The left figure shows inference times (using torch > 2.0), whereas the right figure applies `torch.compile` to both pipelines in advance.
![image/jpeg](https://cdn-uploads.huggingface.co/production/uploads/634cb5eefb80cc6bcaf63c3e/UPhsIH2f079ZuTA_sLdVe.jpeg)

## Model Details
- **Developed by:** Pablo Pernias, Dominic Rampas
- **Model type:** Diffusion-based text-to-image generation model
- **Language(s):** English
- **License:** MIT
- **Model Description:** This is a model that can be used to generate and modify images based on text prompts. It is a Diffusion model in the style of Stage C from the [Würstchen paper](https://arxiv.org/abs/2306.00637) that uses a fixed, pretrained text encoder ([CLIP ViT-bigG/14](https://huggingface.co/laion/CLIP-ViT-bigG-14-laion2B-39B-b160k)).
- **Resources for more information:** [GitHub Repository](https://github.com/dome272/Wuerstchen), [Paper](https://arxiv.org/abs/2306.00637).
- **Cite as:**

      @inproceedings{
            pernias2024wrstchen,
            title={W\"urstchen: An Efficient Architecture for Large-Scale Text-to-Image Diffusion Models},
            author={Pablo Pernias and Dominic Rampas and Mats Leon Richter and Christopher Pal and Marc Aubreville},
            booktitle={The Twelfth International Conference on Learning Representations},
            year={2024},
            url={https://openreview.net/forum?id=gU58d5QeGv}
      }

## Environmental Impact

**Würstchen v2** **Estimated Emissions**
Based on that information, we estimate the following CO2 emissions using the [Machine Learning Impact calculator](https://mlco2.github.io/impact#compute) presented in [Lacoste et al. (2019)](https://arxiv.org/abs/1910.09700).

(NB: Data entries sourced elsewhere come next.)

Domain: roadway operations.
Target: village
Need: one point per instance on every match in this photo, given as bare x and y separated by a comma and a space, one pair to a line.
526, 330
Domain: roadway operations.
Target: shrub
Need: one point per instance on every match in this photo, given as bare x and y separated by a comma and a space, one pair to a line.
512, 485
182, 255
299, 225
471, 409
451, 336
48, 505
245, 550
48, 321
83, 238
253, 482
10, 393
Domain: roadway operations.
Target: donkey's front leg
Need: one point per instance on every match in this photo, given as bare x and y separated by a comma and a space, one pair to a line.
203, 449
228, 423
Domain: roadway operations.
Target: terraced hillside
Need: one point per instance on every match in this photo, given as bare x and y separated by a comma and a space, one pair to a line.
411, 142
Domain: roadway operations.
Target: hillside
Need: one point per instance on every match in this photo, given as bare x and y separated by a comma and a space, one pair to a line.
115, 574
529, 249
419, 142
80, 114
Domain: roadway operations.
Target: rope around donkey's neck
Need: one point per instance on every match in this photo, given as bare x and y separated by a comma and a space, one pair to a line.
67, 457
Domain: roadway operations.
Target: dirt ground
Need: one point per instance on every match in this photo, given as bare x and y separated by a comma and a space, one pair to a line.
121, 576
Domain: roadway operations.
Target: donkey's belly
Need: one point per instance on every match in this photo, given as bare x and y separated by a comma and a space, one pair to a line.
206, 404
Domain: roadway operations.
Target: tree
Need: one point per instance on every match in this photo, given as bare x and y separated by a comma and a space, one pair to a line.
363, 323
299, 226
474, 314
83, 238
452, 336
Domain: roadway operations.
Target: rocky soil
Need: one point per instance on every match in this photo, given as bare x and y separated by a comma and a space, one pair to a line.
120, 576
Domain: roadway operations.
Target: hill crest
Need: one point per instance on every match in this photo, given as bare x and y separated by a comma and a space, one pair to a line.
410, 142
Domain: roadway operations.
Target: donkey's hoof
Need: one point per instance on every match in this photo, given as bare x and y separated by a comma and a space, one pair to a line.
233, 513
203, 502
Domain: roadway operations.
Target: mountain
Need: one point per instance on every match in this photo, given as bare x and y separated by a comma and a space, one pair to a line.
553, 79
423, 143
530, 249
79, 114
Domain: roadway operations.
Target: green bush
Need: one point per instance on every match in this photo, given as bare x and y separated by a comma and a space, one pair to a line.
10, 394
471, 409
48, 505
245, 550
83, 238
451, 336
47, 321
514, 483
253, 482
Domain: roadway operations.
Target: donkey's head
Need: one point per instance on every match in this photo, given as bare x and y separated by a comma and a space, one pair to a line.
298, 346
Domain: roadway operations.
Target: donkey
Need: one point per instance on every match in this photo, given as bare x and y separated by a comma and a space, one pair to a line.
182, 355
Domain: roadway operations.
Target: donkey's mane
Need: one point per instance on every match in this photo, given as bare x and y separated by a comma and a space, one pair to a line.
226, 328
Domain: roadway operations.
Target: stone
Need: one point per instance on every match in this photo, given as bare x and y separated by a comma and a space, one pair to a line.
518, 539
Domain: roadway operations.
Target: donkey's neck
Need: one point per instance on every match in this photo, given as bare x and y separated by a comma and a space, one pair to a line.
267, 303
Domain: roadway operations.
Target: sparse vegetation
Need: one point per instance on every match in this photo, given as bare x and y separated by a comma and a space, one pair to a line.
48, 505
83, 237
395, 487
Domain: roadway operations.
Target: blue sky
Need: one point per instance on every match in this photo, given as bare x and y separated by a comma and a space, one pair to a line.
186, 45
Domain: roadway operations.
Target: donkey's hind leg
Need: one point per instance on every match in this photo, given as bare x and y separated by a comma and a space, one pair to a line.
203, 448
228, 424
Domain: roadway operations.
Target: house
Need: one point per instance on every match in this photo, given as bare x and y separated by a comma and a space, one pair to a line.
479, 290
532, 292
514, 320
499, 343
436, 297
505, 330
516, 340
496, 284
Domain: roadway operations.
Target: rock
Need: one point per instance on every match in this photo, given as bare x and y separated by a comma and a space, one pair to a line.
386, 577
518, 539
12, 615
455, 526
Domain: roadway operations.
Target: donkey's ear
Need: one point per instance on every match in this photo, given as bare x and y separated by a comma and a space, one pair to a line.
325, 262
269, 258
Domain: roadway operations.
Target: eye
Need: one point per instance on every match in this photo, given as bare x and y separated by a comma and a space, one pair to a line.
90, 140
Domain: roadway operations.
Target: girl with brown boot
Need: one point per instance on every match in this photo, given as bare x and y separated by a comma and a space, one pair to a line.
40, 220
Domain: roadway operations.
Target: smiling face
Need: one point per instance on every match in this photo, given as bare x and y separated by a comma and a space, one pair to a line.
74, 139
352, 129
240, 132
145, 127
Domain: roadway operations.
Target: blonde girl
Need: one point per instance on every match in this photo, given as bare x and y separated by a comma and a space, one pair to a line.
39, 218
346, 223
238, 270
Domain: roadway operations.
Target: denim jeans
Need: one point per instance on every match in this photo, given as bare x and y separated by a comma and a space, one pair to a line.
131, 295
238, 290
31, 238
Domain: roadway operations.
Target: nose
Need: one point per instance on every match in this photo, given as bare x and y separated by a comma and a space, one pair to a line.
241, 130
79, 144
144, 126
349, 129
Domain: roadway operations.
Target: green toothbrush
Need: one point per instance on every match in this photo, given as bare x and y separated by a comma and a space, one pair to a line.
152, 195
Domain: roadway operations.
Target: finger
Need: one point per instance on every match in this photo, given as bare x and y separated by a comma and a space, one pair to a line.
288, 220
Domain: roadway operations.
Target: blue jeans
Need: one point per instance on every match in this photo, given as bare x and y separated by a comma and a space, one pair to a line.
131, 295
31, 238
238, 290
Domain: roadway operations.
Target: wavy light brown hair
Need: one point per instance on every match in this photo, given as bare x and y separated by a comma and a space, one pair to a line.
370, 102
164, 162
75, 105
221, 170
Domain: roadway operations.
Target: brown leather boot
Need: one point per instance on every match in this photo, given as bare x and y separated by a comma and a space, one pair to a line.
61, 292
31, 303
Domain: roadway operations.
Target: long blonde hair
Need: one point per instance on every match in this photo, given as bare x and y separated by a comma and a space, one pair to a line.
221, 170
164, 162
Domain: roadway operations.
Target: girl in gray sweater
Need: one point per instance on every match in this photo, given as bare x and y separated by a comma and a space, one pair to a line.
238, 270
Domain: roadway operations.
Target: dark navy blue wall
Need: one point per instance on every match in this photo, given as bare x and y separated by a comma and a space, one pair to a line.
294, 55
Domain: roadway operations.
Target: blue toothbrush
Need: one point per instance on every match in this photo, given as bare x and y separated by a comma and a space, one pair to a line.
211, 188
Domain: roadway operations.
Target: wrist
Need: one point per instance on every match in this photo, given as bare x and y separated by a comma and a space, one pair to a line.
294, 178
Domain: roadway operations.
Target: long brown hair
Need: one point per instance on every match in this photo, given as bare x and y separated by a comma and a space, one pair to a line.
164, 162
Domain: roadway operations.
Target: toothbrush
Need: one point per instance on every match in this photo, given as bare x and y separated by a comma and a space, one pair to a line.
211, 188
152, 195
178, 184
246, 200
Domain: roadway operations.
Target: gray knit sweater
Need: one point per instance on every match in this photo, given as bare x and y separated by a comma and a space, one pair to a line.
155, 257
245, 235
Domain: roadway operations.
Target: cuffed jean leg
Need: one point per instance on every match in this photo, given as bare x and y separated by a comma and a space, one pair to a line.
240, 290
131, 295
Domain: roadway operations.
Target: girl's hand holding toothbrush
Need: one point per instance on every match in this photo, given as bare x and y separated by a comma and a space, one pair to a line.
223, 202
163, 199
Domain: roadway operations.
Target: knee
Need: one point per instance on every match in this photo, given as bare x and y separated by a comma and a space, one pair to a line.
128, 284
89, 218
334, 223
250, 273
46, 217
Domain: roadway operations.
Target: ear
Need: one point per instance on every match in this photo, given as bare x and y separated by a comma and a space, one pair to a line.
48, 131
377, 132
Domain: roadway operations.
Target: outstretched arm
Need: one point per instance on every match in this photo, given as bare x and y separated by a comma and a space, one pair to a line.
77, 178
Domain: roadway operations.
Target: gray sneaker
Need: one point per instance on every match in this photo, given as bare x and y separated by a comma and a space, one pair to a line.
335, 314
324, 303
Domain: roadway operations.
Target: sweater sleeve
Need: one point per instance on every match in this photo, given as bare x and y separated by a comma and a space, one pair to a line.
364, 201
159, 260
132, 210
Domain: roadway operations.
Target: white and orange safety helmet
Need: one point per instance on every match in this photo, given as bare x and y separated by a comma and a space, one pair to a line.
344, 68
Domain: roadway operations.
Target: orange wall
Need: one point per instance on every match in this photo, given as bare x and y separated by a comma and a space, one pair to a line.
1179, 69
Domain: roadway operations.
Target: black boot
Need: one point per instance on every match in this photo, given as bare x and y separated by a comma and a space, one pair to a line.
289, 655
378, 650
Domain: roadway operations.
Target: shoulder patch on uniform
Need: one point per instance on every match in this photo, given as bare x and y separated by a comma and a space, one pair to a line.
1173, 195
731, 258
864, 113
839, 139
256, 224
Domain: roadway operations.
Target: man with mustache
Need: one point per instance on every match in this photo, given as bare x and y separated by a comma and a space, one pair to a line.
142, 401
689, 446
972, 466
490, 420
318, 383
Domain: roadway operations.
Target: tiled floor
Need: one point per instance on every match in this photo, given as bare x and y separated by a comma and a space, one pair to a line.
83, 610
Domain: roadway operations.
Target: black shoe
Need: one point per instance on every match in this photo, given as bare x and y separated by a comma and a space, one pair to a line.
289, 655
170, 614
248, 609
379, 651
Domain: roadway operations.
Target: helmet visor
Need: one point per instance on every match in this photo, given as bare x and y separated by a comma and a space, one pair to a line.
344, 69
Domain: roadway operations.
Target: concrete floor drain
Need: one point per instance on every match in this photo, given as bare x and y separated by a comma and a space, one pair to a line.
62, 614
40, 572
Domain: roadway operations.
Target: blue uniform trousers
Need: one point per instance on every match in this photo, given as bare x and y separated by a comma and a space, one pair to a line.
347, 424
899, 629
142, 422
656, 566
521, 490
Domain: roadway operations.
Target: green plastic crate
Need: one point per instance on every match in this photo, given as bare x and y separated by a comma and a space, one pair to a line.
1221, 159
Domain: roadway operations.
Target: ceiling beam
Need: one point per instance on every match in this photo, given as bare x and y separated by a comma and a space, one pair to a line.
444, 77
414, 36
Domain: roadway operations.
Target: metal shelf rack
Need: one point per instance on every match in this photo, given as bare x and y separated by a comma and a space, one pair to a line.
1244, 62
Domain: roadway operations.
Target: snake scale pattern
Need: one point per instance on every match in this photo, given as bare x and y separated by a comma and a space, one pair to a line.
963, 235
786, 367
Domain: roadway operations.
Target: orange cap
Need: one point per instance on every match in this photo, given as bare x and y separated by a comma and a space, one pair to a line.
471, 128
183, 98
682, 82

The hardware, runtime, cloud provider, and compute region were utilized to estimate the carbon impact.

- **Hardware Type:** A100 PCIe 40GB
- **Hours used:** 24602
- **Cloud Provider:** AWS
- **Compute Region:** US-east
- **Carbon Emitted (Power consumption x Time x Carbon produced based on location of power grid):** 2275.68 kg CO2 eq.